Nearly one in five students in an average classroom experiences bullying in some way—either as a victim or a bystander. The effects can last long into adulthood.
To highlight the risks associated with bullying, Chi Sigma Iota will host a screening on the movie “Bully,” with a discussion following, on April 15 at 7 p.m. in University Hall 160.
“This documentary is very compelling, and we think it can provoke some good, in-depth discussion around the issue,” said Abigail Blankenship, one of the members organizing the event.
“Bully” is cinematic and character-driven, and examines five bullying stories that play out over the 2009-2010 school year. But it’s not an isolated story. More than 13 million American children will be bullied each year – at school, on the bus, online, at home, or in the community – which makes it the most common form of violence children experience. And as future school counselors and licensed professional counselors, bullying is an issue that the members of Chi Sigma Iota will work to combat.

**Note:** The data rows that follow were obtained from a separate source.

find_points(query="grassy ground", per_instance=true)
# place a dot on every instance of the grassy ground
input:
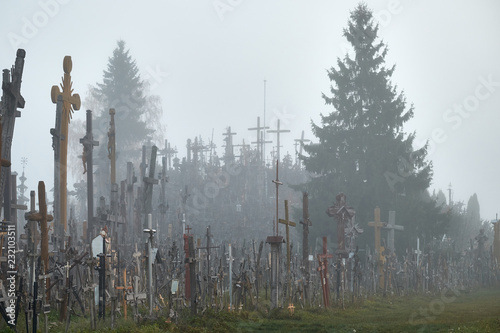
(450, 311)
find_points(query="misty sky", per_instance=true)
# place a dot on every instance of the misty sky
(207, 60)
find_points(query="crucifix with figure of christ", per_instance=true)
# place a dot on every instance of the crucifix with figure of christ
(288, 224)
(275, 242)
(260, 139)
(71, 102)
(377, 225)
(278, 131)
(10, 101)
(300, 143)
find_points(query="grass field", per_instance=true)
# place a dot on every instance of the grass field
(450, 311)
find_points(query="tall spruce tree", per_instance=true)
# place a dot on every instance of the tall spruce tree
(363, 150)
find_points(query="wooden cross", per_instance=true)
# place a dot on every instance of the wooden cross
(278, 183)
(125, 288)
(300, 142)
(391, 225)
(11, 100)
(5, 163)
(229, 154)
(323, 270)
(43, 218)
(377, 224)
(148, 186)
(89, 143)
(260, 142)
(71, 102)
(342, 214)
(418, 252)
(288, 223)
(278, 131)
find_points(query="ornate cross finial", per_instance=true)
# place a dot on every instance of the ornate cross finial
(70, 102)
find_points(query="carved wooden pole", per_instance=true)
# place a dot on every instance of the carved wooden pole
(305, 242)
(11, 100)
(70, 102)
(88, 143)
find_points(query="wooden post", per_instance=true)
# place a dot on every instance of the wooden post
(11, 101)
(42, 217)
(323, 270)
(278, 131)
(391, 225)
(288, 223)
(125, 287)
(305, 243)
(377, 225)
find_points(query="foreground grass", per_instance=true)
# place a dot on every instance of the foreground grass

“It needs to be addressed at each level, so that people can be aware of it and know how to respond to it—and, hopefully, how to prevent it,” Blankenship said.

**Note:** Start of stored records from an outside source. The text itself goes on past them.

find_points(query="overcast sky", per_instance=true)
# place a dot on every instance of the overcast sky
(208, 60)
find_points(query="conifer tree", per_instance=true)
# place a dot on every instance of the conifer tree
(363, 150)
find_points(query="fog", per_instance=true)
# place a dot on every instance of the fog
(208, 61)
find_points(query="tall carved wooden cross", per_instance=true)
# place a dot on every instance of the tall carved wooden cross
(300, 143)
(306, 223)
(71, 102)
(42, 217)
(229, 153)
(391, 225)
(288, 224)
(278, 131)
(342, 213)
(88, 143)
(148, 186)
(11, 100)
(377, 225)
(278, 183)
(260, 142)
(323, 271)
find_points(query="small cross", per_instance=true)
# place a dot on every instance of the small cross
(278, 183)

The impact of bullying on victims includes depression, anxiety, changes to sleep and eating patterns, decreased academic achievement and more. Bystanders who witness bullying but are not victims often have an increase in tobacco, alcohol and drug use; experience increases in mental health problems, and miss more school than those who don’t. But kids who bully others also face increased risks, such as an increased likelihood to abuse substances and to collect a criminal record.
In fact, bullying can poison an entire school system—even an entire community—because longitudinal studies show that involvement with bullying in any role is associated with negative financial, health, behavioral, and social outcomes later in life.
“Bully” was directed by Sundance and Emmy-award winning filmmaker, Lee Hirsch, and is distributed by the Weinstein Company.